Historic university building in Istanbul awaits restoration three years after fire

Historic university building in Istanbul awaits restoration three years after fire

Gülseven Özkan – ISTANBUL
Historic university building in Istanbul awaits restoration three years after fire The 142-year-old Galatasaray University building, which burned down in 2013, has been longing for a complete restoration and patience is running out, the university’s rector Prof. Ertuğrul Karsak has told daily Hürriyet in an interview.

The restoration process hung back without project confirmation from the regional cultural preservation board as the building’s fate became more unclear with the resignation of the project’s owner, architect Sinan Genim.

Karsak however said temporary roof construction work began with the help of about 1 million Turkish Liras from the university’s budget.

“We had wanted to begin restoration in summer 2015. When Genim resigned, the project came to a deadlock and we concentrated on building a temporary roof, as the preservation board originally requested. The works began with a 1 million [lira] budget in late October. The roof is expected to be finished later this month,” Karsak said.

The rector also explained the main reason behind the divergence with the preservation board, saying the board wanted to protect it in any case while the architect defended that they could not rebuild the historical building along its original vision as it was constructed 150 years ago.

He added that he had no worries about alternative uses of the building such as a hotel, urging for an immediate restoration process with or without the current architect.

Karsak said the university had collected a total of 4.6 million liras in donations, so financial resources were not an issue. He also said divergences between the preservation board and the university should be put aside for the restoration.

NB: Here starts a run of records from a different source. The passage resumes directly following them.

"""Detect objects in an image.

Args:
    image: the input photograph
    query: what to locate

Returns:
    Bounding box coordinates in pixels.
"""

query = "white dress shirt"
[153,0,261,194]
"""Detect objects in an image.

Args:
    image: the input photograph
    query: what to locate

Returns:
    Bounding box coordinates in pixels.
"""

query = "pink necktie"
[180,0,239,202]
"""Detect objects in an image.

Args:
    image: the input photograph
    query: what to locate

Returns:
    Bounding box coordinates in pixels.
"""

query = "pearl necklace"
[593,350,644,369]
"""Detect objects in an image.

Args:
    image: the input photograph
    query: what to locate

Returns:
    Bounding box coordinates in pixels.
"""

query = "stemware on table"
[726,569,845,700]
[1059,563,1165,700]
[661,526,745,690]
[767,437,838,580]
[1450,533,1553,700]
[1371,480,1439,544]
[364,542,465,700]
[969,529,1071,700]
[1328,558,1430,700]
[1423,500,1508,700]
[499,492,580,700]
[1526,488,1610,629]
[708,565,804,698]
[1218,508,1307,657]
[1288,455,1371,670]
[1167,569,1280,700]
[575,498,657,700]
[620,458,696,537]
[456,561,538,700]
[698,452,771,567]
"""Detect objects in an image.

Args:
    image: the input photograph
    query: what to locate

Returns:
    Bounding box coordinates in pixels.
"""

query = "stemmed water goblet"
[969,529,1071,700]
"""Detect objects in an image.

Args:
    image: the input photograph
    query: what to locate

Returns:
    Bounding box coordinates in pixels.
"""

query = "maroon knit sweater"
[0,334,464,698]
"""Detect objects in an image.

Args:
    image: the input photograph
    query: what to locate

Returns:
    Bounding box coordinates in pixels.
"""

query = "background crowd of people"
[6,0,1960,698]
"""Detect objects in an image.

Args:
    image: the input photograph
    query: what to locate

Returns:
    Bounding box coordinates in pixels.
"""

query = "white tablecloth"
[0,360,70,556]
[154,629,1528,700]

“It has really been for a while and everyone ran out of patience. The restoration works should immediately begin. We need to find a solution without making it a personal issue and by putting divergences aside. We aim to make revisions on the project before Jan. 22, [2016], complete the restoration within two years and make it ready for education,” Karsak concluded, giving a timeframe ahead of marking the third year since the fire.

The historic university building caught fire on Jan. 22, 2013, and spread quickly because the building, originally called Feriye Palace and built in 1871, was made of wood. Extinguishing the fire took nearly five hours despite the fire department’s land and sea approaches to the blaze. However, there were claims officials began signing reports after the initial fire was controlled only a few minutes before the roof of the building caught fire and eventually collapsed.